When this attribute is set to a true value, a chmod to remove the write permissions is performed on the content files (and therefore the linked files, since permissions are an attribute of the inode).

The default is true, to avoid unwittingly modifying linked files that were identical unbeknownst to the user.

file_callback

This optional coderef is called by "link_file" when linking a file into the store. This is useful for providing user feedback when processing large directories. The callback receives three arguments: the file, its digest and the content file (files are passed as Path::Tiny objects). It is run right after obtaining the file digest, before doing anything else.

Usage example:

File::ContentStore->new(
    path          => $dir,
    file_callback => sub {
        my ( $file, $digest, $content ) = @_;
        print STDERR "Linking $file ($digest) to $content\n";
    }
);

METHODS

new

Constructor. See "ATTRIBUTES" for valid attributes.

$store->link_file($file);

Link a single file into the content store.

$store->link_dir(@dirs);

Recursively link all the files under the given directories.

fsck

Runs a consistency check on the content store (i.e. the files under path), and returns a hash reference containing all the errors found. If no error is found, the hash reference is empty.

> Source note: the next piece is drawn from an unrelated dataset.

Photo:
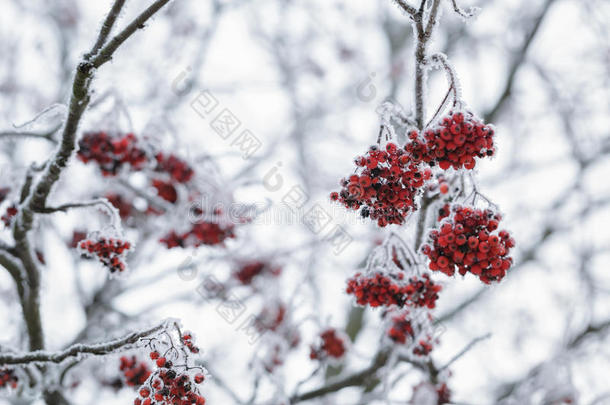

The types of errors found are:

empty

An array reference containing all the empty directories under path.

orphan

An array references containing Path::Tiny objects pointing to the content files with no alias (i.e. not linked to any file outside of the content store).

corrupted

An array reference of all content files for which the name does not match the digest of their content.

An array reference of all symbolic links under path.

SEE ALSO

Other modules suitable for finding duplicated files: File::Find::Duplicates, File::Same.

AUTHOR

Philippe Bruhat (BooK) <book@cpan.org>.

COPYRIGHT

Copyright 2018-2019 Philippe Bruhat (BooK), all rights reserved.

LICENSE

This program is free software; you can redistribute it and/or modify it under the same terms as Perl itself.